Airplanes were generally troubling places for Beatrice. There was never enough time for the crew to clean properly between flights, and so every seat was a stew of anxiety, confinement, the sense of being suspended between places, life on hold. She tried never to take off her coat or gloves when she flew.

She unwrapped the package from Clara. It was a book, a limited edition of found deposits by a prominent artist. Each copy of the book was unique, the thick pages bulging with the physical carrier objects, hydraulically pressed or sectioned with a laser scalpel. It was used, but still must have cost Clara more than she could afford.

That was vintage Clara, always the big sister, the giver, the thoughtful one. Even after they had grown apart.

Beatrice opened the book and skipped over the pretentious Artist Statement. She turned to the first entry, a flattened little plastic arm, a fragment from a discarded doll that had been found on the beaches of Henderson Island in the Pacific, at least three thousand miles from the nearest continent. The plastic limb had been deformed and stained by its voyage through the excretory system of modern civilization and battered and bleached by the action of waves.

She took off her glove and put a finger on the plastic arm, pressing down gently and allowing her skin to come in contact fully with the artificial flesh.

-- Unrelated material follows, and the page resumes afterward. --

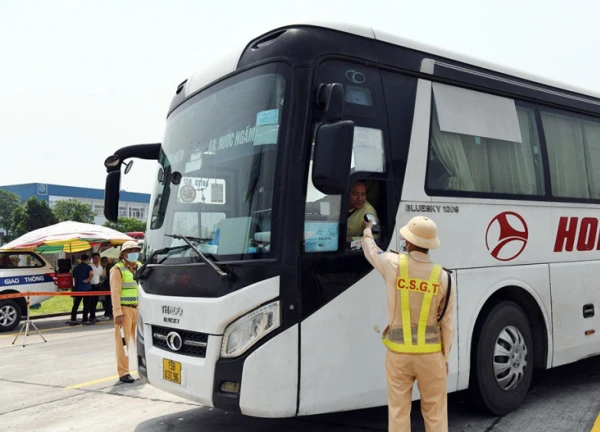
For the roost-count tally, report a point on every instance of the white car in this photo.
(22, 272)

She was tossed into a swirling montage, fragments from the lives of strangers. A young man with dirty hair and a frown stamping the arm, one of thousands like it, with a machine that thumped like thunder; a clerk packing boxes in a cavernous warehouse, walking through the aisles to the beeping of an electronic timer, more robot than person; a little girl arguing with her brother about what the doll should say; a carefree run through the rain-slicked streets of some city; an old man bending to pick up the doll and stuffing it into a nearby trash can; an expressionless woman tossing the half doll into a floating mess of other discarded objects, an undulating mat of abandoned possessions that bobbed together, scraping, jostling, flaking off their memory deposits and commingling; the artist picking up the doll fragment and bringing it aboard a ship; the careful cleaning that picked off the dried seaweed and encrusted sand but preserved the artful deposits of consciousness . . . and then: the memories of those who had purchased the book and read its contents layered on top, men and women who sought solace or escape or voyeuristic pleasure in moods and emotions and glimpses of other lives, a growing sediment formation to which she was now contributing her own.

The accompanying essay talked about the problem of trash, the physical as well as emotional. Modernity was reveling in the disposable, objects as well as experiences. The Pacific was filling up with microbeads and our corporate-manufactured memories. How many of us now relied on empathy-sheaths so that a bad date could be flushed down the toilet? How many of us coated our nightstands with a dusting of internet celebrity gossip rather than extrusions from our supposed loved ones? How many of us followed weekly self-help cleaning regimes rigorously to scrub ourselves of “negative deposits” so that we could live in the eternal present, heedless of what it was doing to our planet and our souls?